The engine’s ActorOrchestrator follows the same pattern. It exposes Start() and Stop(). Internally it manages a JetStream consumer, per-run actor spawning, supervision, event routing, and KV snapshots.

Pull Complexity Downward

When a feature is hard, push the difficulty into the library – not into every caller. DagNats centralizes NATS setup in natsutil.SetupAll(), retry logic in the engine, and timer management in the SLEEP_TIMERS stream. Workers never create streams. Handlers never manage consumers. Users never configure dedup windows.

Define Errors Out of Existence

Where possible, DagNats eliminates error conditions rather than handling them. Running natsutil.SetupAll() uses CreateOrUpdateStream, which succeeds whether the stream already exists or not. The worker directory bucket is optional – if it is missing, workers function normally. Unknown config file keys produce warnings, not errors.

TigerStyle: Safety-First Engineering

TigerBeetle’s coding discipline prioritizes correctness through constraints and contracts.

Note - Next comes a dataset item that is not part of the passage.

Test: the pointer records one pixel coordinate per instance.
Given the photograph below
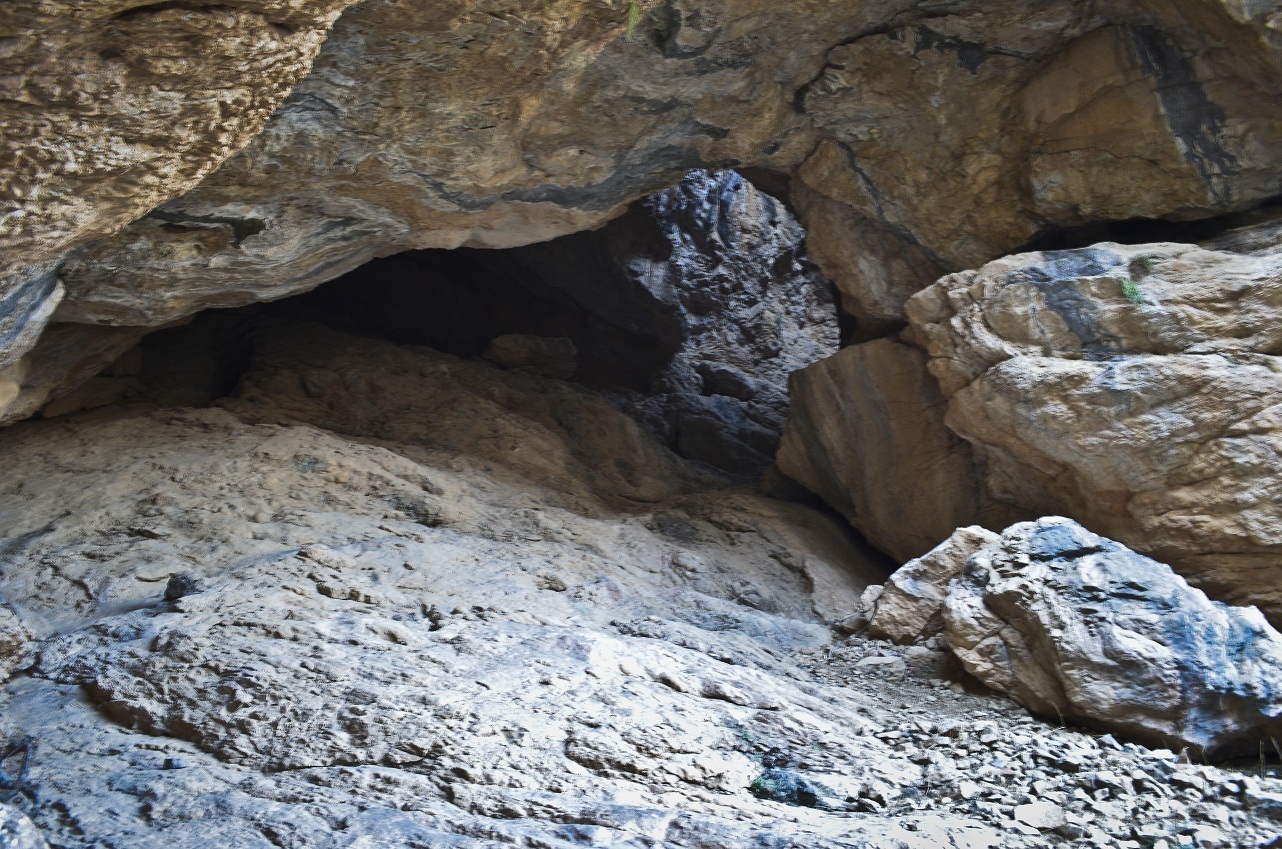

Safety > Performance > Developer Experience

Every design tradeoff follows this ordering. The engine uses assertions (panics) for programmer errors – a nil connection, an empty address, an impossible state. These are not recoverable errors; they indicate bugs that must be fixed immediately. The codebase contains at minimum two assertions per function.

func NewActorOrchestrator(nc *nats.Conn, tel *observe.Telemetry) *ActorOrchestrator {
    if nc == nil {
        panic("NewActorOrchestrator: nc must not be nil")
    }
    if tel == nil {
        panic("NewActorOrchestrator: tel must not be nil")
    }
    // ...
}

This is intentional. A panic at startup is better than a nil pointer dereference at 3 AM under load.

Bounded Everything

All loops, queues, retries, and collections have explicit upper bounds. Configuration files are limited to 300 lines. Leaf remotes are capped at 10. Worker configs are capped at 50. Map steps allow at most 10,000 items. Dynamic planners generate at most 100 steps. Actor mailboxes are buffered channels with fixed capacity. Restart trackers allow at most 5 restarts per minute.

Unbounded growth is a bug. Every bound is documented and enforced.

Assertions as Contracts

Functions declare their preconditions as panicking assertions. This serves as executable documentation: if you call Send() with an empty address, the panic message tells you exactly what went wrong. Test coverage verifies these contracts, and the contracts protect production.

HIPP: Simple, Fast, Reliable

The HIPP philosophy (named after SQLite’s design principles) emphasizes self-containment and minimal dependencies.

Zero External Dependencies Beyond NATS

DagNats requires only a NATS server. No PostgreSQL, no Redis, no external queue, no coordination service. The dagnats serve command embeds the NATS server itself, achieving true single-binary deployment with zero infrastructure prerequisites.

Single-Binary Deployment

The dagnats serve binary contains everything: embedded NATS, JetStream storage, the workflow engine, API, triggers, and HTTP server. Download one binary, run one command. This is not a convenience wrapper – it is the primary deployment model.

Do Not Import What You Can Write

The codebase avoids external dependencies aggressively. The actor runtime, supervision strategies, restart tracking, KV-backed rate limiting, event correlation, and config file parsing are all implemented in-house. Each is under 300 lines. If you can write the 50 lines yourself, do it – you own the behavior, the tests, and the upgrade path.

How These Apply Together

The three philosophies reinforce each other:

  • Deep modules (Ousterhout) + bounded everything (TigerStyle) = interfaces that are both simple and safe
  • Pull complexity downward (Ousterhout) + zero dependencies (HIPP) = rich behavior with a small dependency tree
  • Assertions as contracts (TigerStyle) + define errors out of existence (Ousterhout) = clear separation between programmer errors (panic) and operational errors (return)
  • Single-binary (HIPP) + safety-first (TigerStyle) = a system that is easy to deploy and hard to misconfigure

The result is a workflow engine where the happy path is obvious, the error path is explicit, and the operational surface area is minimal.